Ce lien entre trotskystes et libertaires, c’est déjà
beaucoup. Mais il ne doit pas masquer la divergence ou le fossé
théorique qui les séparent, une divergence et un fossé
qui n’ont rien d’abstraits, qui engagent de façon
immédiate nos pratiques et notre rapport aux autres et au
monde 3 ; une divergence et un fossé sinon infranchissables
qui exigeraient tout du moins de poursuivre durablement et de façon
approfondie la discussion. Ce fossé théorique, philosophique,
éthique, au coeur du projet émancipateur, on pourrait,
pour permettre une discussion qui aille au fond des choses, en formuler
ainsi le versant libertaire, tel qu’il apparaît tout
du moins à la lumière théorique et pratique
de ces t rente dernières années, et ceci sous la forme
de deux propositions :
1°) La première est d’ordre pratique ou politique
et militante. Elle affirme que la fin est entièrement contenue
dans les moyens. L’important ici c’est le mot «
entièrement » qui n’autorise aucun compromis,
aucun juste milieu, qui, d’une part oblige le marxisme à
revenir de façon approfondie sur la question des contradictions,
de la dialectique, de l’histoire et de beaucoup d’autres
choses encore, qui, d’autre part oblige l’anarchisme
à justifier cette proposition autrement que par des considérations
morales ou idéalistes, mais au contraire par des considérations
matérialistes et éthiques, des considérations
d’efficacité du point de vue de l’émancipation
(que je n’ai pas le temps d’aborder ici), bref qui oblige
les uns et les autres, marxistes ou libertaires, marxistes et libertaires,
à réfléchir sur la façon de se grouper,
de s’organiser, de régler les conflits internes, de
formuler les désirs et les revendications, d’associer
tous ceux qui luttent pour un autre monde et de rendre possible
cet autre monde, un monde sans domination, sans exploitation, capable
de libérer toutes les puissances et toutes les libertés
(c’est la même chose) dont les êtres sont porteurs.

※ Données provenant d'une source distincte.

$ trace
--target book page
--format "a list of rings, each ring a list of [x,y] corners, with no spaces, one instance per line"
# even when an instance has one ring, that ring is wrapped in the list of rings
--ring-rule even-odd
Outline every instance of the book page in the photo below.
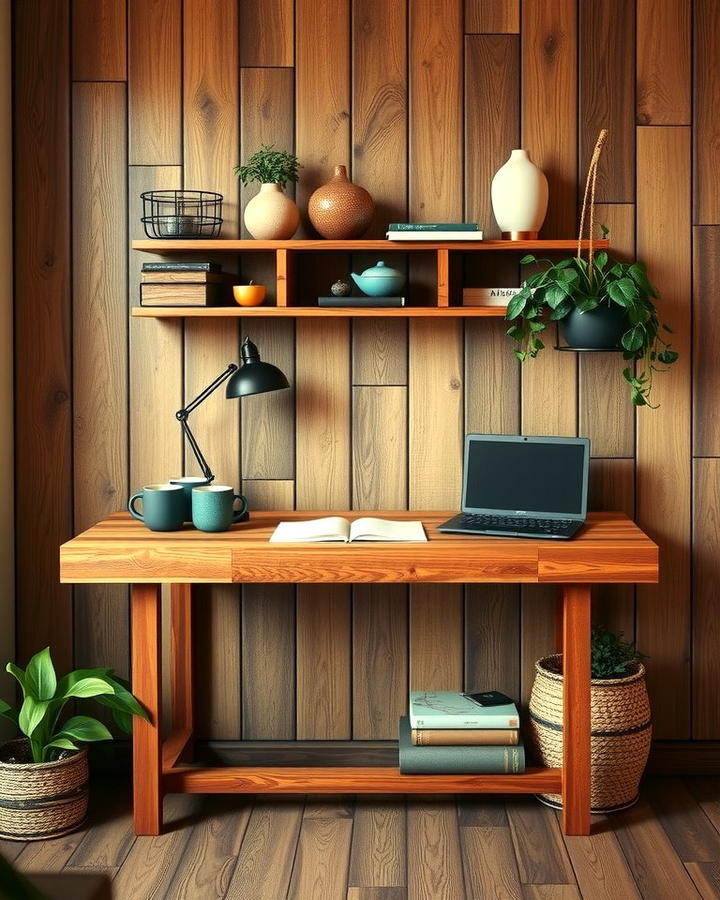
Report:
[[[351,541],[427,541],[422,522],[397,522],[366,516],[350,526]]]
[[[327,516],[305,522],[280,522],[270,536],[274,543],[304,543],[314,541],[348,541],[350,523],[342,516]]]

2°) La seconde proposition est d’ordre purement théorique
ou philosophique cette fois. Si, du point de vue de l’action,
du point de vue militant, la fin est entièrement contenue
dans les moyens c’est parce que le tout, la totalité
de ce qui est, est également entièrement contenue
dans les parties. Voilà ce qu’il faut essayer de comprendre,
d’un point de vue libertaire conséquent; ce que Proudhon,
Bakounine, Deleuze et beaucoup d’autres encore permettent
(à la suite de Spinoza, de Leibniz ou de Nietzsche) de comprendre
et qu’une discussion tout aussi conséquente entre marxistes
et libertaires exigerait d’examiner ; dans la mesure même
où, à travers cette proposition apparemment illogique,
abstraite et scolastique, c’est bien de notre pratique émancipatrice
et révolutionnaire à la fois la plus immédiate
et la plus lointaine qu’il est question.
Daniel Colson
Sociologue, Atelier de Création Libertaire de Lyon
Auteur de Petit lexique philosophique de l’anarchisme –
De Proudhon à Deleuze, Le Livre de Poche, 2001.
Revue contretemps numéro 7 mai 2003
1 / Sur la façon dont Marx s’est efforcé d’imposer
cette hégémonie, je vous renvoie à l’excellent
et récent livre de Jean-Louis Lacascade, Les métamorphoses
du jeune Marx, aux PUF ; sur le mépris de classe de Marx,
je vous renvoie à sa correspondance (en particulier avec
Engels) ou encore à ses commentaires sur les conceptions
de Proudhon dans Misère de la philosophie.
2 / Voir notamment Michel Onfray, Georges Palante – Essai
sur un nietzschéen de gauche (Folle Avoine, 1989) et Politique
du rebelle – Traité de résistance et d’insoumission
(Grasset, 1997).
3 / Sans oublier que sur le terrain de la pratique, les «
libertaires » et les « marxistes » ne sont pas
toujours là où l’on croirait les trouver.